Her gaze softened. Not with pity. He would have hated that. With something quieter. Sadder.

“I’m sorry,” she said.

He couldn’t breathe for a heartbeat.

“For what?” His voice came out harsh. “You didn’t—”

“For the shape you never got to know,” she said. Her eyes were back on his face now, steady, ridiculous, too bright. “For the fire. For the smoke. For the way it still clings to you.”

Her fingers twitched against her knee, as if she wanted to reach out and touch him and thought better of it.

“I am not her,” she repeated. “But I can help you remember that it was not your fault.”

He should have laughed in her face, barked orders, told her to get up, to report to Resh, to stay away from healers’ tents and Rift Wardens and anything that smelled like trouble.

Instead, he said nothing.

The camp roared back into his ears by degrees. Someone shouted about a missing mount. A pot crashed. A horn blew the long, low note for evening changeover. The wind tugged at the edge of his cloak.

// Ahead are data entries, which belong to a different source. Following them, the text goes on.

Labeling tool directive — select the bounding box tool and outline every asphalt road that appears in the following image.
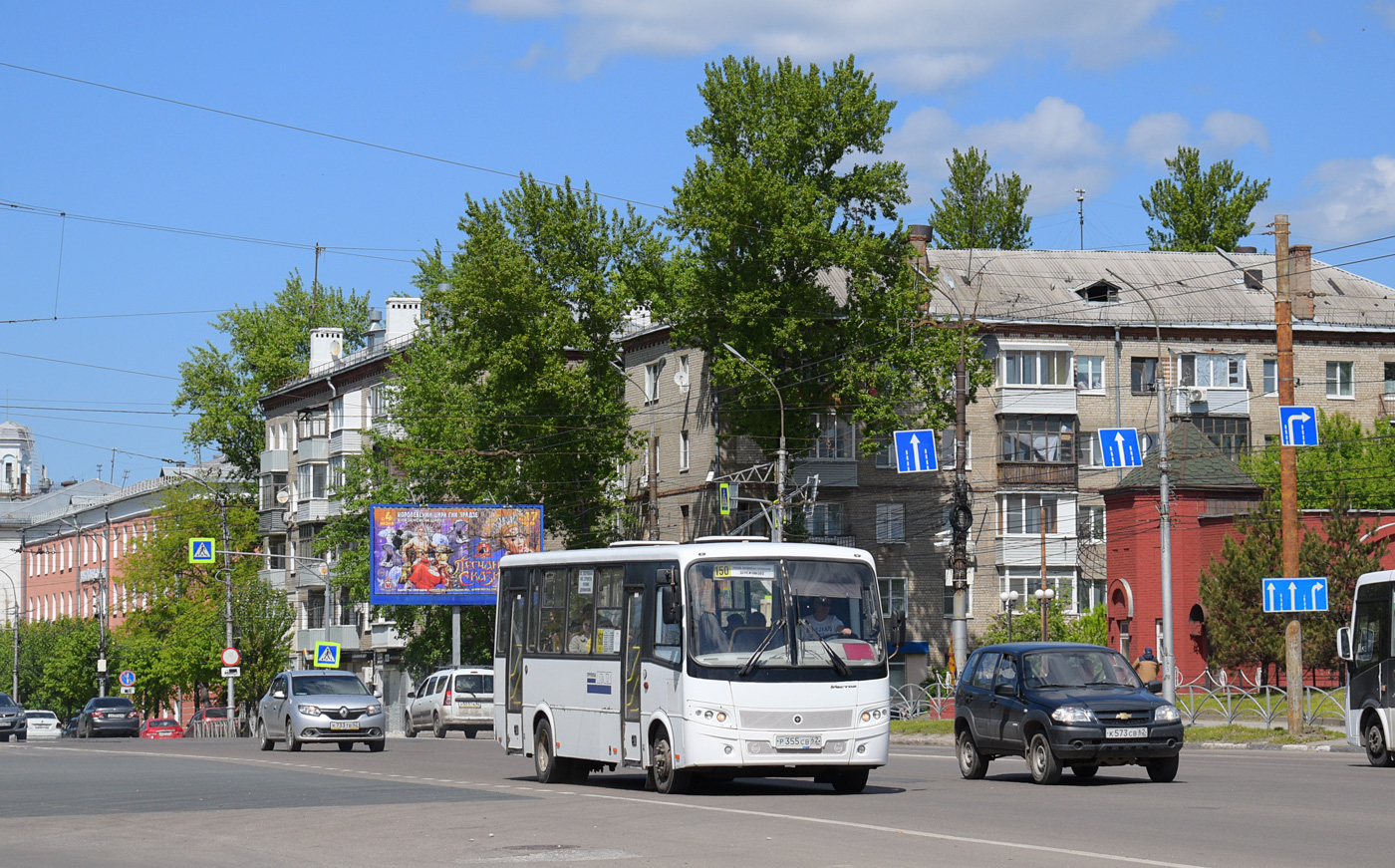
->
[0,734,1372,868]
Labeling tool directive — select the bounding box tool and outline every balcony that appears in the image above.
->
[997,460,1080,488]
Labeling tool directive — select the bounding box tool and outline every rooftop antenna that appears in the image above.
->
[1075,187,1085,250]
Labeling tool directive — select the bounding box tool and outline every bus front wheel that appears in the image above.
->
[533,721,571,784]
[650,729,692,795]
[1366,715,1395,769]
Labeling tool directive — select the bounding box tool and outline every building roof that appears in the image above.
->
[927,250,1395,331]
[1106,422,1261,491]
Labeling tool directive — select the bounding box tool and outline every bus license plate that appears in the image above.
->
[1105,725,1148,738]
[775,735,823,750]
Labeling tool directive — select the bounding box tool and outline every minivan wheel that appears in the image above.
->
[1364,715,1395,769]
[1147,755,1182,784]
[1026,732,1060,784]
[955,729,987,780]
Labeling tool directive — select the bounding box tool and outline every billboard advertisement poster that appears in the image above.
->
[369,504,543,606]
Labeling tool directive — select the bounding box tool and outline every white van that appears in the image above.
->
[404,667,494,738]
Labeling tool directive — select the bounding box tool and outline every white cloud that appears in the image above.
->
[468,0,1175,91]
[1124,112,1192,164]
[886,97,1113,215]
[1293,153,1395,243]
[1201,111,1269,152]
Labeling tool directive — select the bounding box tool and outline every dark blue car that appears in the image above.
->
[955,642,1182,784]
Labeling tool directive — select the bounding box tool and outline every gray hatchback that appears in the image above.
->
[257,670,387,750]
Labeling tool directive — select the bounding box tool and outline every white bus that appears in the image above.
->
[1336,569,1395,767]
[494,537,900,792]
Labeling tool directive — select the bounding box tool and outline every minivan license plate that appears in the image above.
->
[1105,725,1148,738]
[775,735,823,750]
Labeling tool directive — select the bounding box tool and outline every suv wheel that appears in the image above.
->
[1147,755,1180,784]
[955,729,987,780]
[1026,732,1054,784]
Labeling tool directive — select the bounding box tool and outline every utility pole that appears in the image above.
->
[1273,213,1303,735]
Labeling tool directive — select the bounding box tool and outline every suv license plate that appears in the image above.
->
[1105,725,1148,738]
[775,735,823,750]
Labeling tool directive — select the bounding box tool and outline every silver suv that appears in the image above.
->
[257,670,388,752]
[402,669,494,738]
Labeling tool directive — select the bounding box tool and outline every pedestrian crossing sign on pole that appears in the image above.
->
[188,537,215,564]
[315,642,339,669]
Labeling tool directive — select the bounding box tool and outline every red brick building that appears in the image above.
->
[1103,423,1395,681]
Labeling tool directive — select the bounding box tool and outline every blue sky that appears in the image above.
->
[0,0,1395,481]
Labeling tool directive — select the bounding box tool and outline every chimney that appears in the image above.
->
[383,297,421,343]
[911,223,935,257]
[1289,244,1315,321]
[310,328,345,371]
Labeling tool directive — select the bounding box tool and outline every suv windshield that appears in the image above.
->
[687,560,885,670]
[292,676,369,697]
[1022,648,1143,690]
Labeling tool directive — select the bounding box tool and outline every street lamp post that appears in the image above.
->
[722,343,787,543]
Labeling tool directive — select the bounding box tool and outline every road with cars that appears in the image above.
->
[0,732,1372,868]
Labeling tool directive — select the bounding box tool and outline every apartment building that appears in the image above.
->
[258,297,421,697]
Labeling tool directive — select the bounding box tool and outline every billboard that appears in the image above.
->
[369,504,543,606]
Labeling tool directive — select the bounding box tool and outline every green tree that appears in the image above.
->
[174,273,369,478]
[1241,409,1395,509]
[320,175,666,665]
[653,57,986,452]
[931,147,1032,250]
[1138,145,1269,252]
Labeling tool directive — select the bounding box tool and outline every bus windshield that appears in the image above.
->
[687,560,886,672]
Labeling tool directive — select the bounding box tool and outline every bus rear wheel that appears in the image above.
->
[1364,715,1395,769]
[650,729,692,795]
[533,721,572,784]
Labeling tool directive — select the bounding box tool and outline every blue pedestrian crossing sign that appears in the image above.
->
[1279,408,1317,446]
[1099,429,1143,467]
[892,432,941,473]
[315,642,339,669]
[1261,576,1326,613]
[188,537,215,564]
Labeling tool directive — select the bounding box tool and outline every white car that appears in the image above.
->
[402,669,494,738]
[24,711,63,738]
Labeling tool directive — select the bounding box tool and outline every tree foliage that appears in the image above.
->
[931,147,1032,250]
[1241,408,1395,509]
[174,273,369,478]
[320,175,664,663]
[1138,145,1269,252]
[655,57,984,460]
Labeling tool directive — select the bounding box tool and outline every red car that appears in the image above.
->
[140,718,184,738]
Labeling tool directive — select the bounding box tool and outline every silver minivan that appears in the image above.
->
[402,667,494,738]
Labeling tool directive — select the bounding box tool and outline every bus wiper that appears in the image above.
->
[736,618,784,679]
[799,618,852,679]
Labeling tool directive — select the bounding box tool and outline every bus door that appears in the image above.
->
[620,569,645,766]
[503,588,527,753]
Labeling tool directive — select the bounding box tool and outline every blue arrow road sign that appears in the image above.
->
[892,432,941,473]
[1099,429,1143,467]
[1261,576,1326,613]
[315,642,339,669]
[1279,408,1317,446]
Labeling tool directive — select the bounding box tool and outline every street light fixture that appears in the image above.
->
[722,342,787,543]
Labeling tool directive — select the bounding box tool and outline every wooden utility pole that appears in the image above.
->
[1273,213,1303,735]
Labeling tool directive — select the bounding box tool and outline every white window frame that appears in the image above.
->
[1075,356,1105,395]
[876,504,906,544]
[1326,362,1356,401]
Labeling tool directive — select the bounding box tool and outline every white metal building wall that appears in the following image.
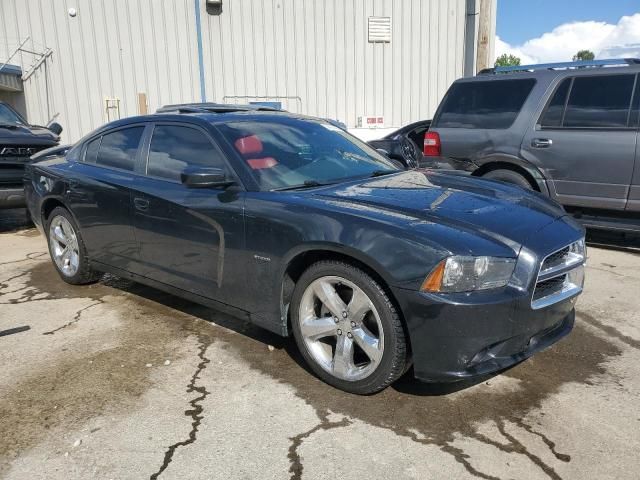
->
[0,0,484,141]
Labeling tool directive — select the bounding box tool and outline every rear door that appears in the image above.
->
[522,73,637,210]
[132,123,245,304]
[67,124,145,270]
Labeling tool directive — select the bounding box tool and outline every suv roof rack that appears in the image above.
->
[478,58,640,75]
[156,102,281,113]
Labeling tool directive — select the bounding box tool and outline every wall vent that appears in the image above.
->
[369,17,391,43]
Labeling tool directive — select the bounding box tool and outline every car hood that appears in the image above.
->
[312,170,565,249]
[0,125,59,146]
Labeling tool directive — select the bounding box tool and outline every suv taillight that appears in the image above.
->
[422,132,440,157]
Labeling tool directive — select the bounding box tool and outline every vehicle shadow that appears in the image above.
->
[586,229,640,253]
[0,208,33,234]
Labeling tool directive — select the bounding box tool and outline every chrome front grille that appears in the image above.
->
[531,239,587,310]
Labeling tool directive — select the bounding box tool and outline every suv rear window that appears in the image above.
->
[563,75,634,127]
[434,78,535,129]
[540,74,635,128]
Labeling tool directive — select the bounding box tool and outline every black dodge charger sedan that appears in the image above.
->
[25,111,585,394]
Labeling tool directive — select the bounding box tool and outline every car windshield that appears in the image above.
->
[218,117,398,190]
[0,103,24,125]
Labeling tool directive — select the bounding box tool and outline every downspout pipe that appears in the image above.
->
[194,0,207,102]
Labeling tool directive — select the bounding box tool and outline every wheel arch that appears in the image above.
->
[472,156,549,195]
[40,197,69,226]
[280,244,410,350]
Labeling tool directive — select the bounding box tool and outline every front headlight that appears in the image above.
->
[420,255,516,293]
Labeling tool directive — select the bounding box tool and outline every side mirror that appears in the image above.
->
[47,122,62,135]
[180,167,235,188]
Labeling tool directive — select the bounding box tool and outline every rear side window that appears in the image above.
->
[84,137,102,163]
[563,75,635,128]
[436,78,535,129]
[540,78,571,127]
[147,125,224,182]
[97,127,144,172]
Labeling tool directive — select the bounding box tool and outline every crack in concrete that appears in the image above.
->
[0,252,47,265]
[0,272,31,295]
[470,419,562,480]
[513,420,571,463]
[287,411,351,480]
[149,335,213,480]
[579,312,640,350]
[43,300,104,335]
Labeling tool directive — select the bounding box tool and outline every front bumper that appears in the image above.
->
[394,282,576,382]
[0,186,26,209]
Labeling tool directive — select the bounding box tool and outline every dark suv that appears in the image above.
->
[0,102,62,209]
[428,59,640,231]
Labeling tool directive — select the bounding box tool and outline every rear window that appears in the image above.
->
[434,78,535,129]
[563,75,635,128]
[97,127,144,172]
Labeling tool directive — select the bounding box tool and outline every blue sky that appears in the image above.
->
[497,0,640,45]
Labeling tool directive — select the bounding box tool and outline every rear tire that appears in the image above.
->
[290,260,408,395]
[45,207,100,285]
[482,169,533,190]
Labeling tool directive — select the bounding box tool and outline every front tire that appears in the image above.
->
[45,207,99,285]
[290,260,408,395]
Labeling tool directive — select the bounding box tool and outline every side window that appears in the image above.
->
[563,75,635,128]
[84,137,102,163]
[434,78,535,129]
[97,127,144,172]
[147,125,224,182]
[540,78,571,127]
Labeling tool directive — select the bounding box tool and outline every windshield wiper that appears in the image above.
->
[369,170,400,177]
[273,180,333,192]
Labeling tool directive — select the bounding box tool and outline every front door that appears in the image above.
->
[521,74,637,210]
[132,124,245,304]
[67,124,145,270]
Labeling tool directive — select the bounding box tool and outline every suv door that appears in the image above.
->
[132,123,245,304]
[521,73,637,210]
[67,124,145,270]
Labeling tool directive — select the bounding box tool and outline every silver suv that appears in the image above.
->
[425,59,640,232]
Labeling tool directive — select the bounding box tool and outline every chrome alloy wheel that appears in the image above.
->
[298,276,384,382]
[49,215,80,277]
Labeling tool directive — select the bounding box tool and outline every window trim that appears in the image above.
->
[80,135,102,165]
[427,77,538,130]
[140,120,244,190]
[535,73,639,132]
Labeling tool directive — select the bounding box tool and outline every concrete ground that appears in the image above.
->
[0,207,640,480]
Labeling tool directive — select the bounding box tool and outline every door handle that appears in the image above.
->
[133,197,149,212]
[531,138,553,148]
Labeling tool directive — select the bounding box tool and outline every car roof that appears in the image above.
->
[83,109,327,137]
[457,58,640,82]
[156,102,280,113]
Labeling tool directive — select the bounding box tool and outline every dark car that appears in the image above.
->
[25,111,585,394]
[0,102,62,209]
[369,120,433,168]
[429,59,640,232]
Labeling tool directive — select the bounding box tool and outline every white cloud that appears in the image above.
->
[495,13,640,65]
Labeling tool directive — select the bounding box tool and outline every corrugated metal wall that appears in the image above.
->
[0,0,480,141]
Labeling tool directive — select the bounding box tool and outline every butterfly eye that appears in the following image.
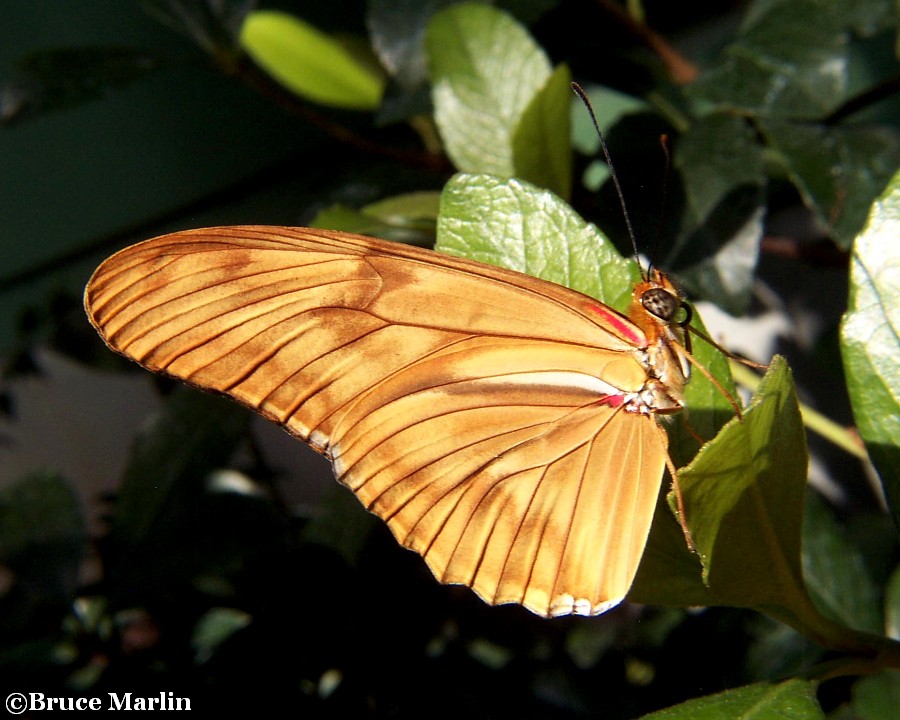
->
[641,288,690,324]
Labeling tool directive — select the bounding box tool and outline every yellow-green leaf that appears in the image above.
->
[240,10,384,110]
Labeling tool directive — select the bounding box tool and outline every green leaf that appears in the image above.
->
[512,65,572,198]
[191,607,253,663]
[678,357,808,607]
[841,169,900,527]
[642,680,825,720]
[803,493,884,634]
[425,3,551,177]
[240,10,384,110]
[569,85,648,191]
[367,0,454,90]
[661,114,765,314]
[435,174,640,311]
[884,567,900,640]
[631,358,811,613]
[759,121,900,248]
[850,670,900,720]
[691,0,849,119]
[310,191,440,245]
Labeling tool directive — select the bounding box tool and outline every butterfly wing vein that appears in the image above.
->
[85,228,666,615]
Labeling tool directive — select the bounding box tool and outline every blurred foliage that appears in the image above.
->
[0,0,900,720]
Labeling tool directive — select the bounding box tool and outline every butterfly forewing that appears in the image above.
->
[85,227,666,615]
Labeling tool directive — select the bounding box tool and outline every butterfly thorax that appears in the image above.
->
[626,268,691,415]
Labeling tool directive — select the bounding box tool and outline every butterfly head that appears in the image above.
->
[631,268,693,328]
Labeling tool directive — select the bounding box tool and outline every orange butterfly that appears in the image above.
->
[85,226,690,616]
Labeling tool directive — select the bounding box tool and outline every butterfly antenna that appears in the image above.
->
[648,134,672,272]
[572,82,649,280]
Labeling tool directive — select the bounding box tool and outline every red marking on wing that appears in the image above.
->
[587,303,647,348]
[597,395,625,407]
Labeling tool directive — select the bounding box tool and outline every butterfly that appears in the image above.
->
[85,226,704,616]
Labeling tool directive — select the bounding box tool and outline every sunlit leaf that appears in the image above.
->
[425,3,552,177]
[435,174,638,310]
[841,167,900,527]
[240,10,384,110]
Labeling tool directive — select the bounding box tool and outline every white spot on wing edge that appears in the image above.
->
[549,593,625,617]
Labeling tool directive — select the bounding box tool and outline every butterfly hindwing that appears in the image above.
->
[85,227,666,615]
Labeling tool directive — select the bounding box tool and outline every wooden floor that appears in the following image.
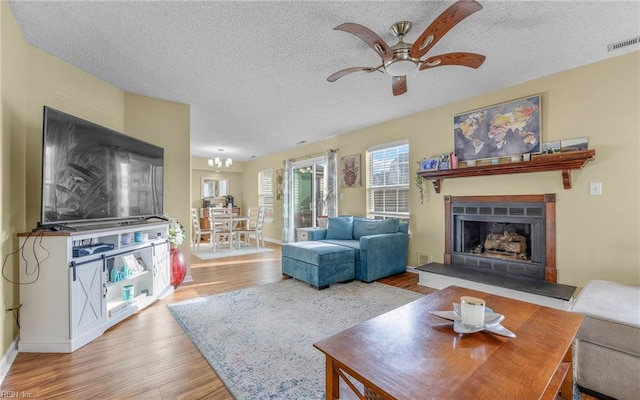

“Get off the ground,” he said finally. It was all he could manage. “You’ll catch cold.”

“It’s warm,” she said, glancing at the crate behind her.

“Get up anyway.”

He didn’t offer a hand. He wasn’t ready for that. But he didn’t walk away until she planted her bare feet solidly under her and pushed herself upright, one palm braced against the crate for balance.

She wavered for half a heartbeat then found her center.

Zarrek turned before she could say anything else that slipped past his armor. His teeth still itched. His head pounded. His chest felt too tight.

Disorder, he told himself as he walked away. She was trouble. Dangerous. Unfit. A risk to the Kelvasari, to Krystopolis, to everything he’d spent a lifetime holding together.

He did not admit, even in the quiet of his own skull, that he’d just threatened three menders and their lives for her sake.

Or that when he closed his eyes that night, the firelight behind them no longer burned quite as steadily as it had before.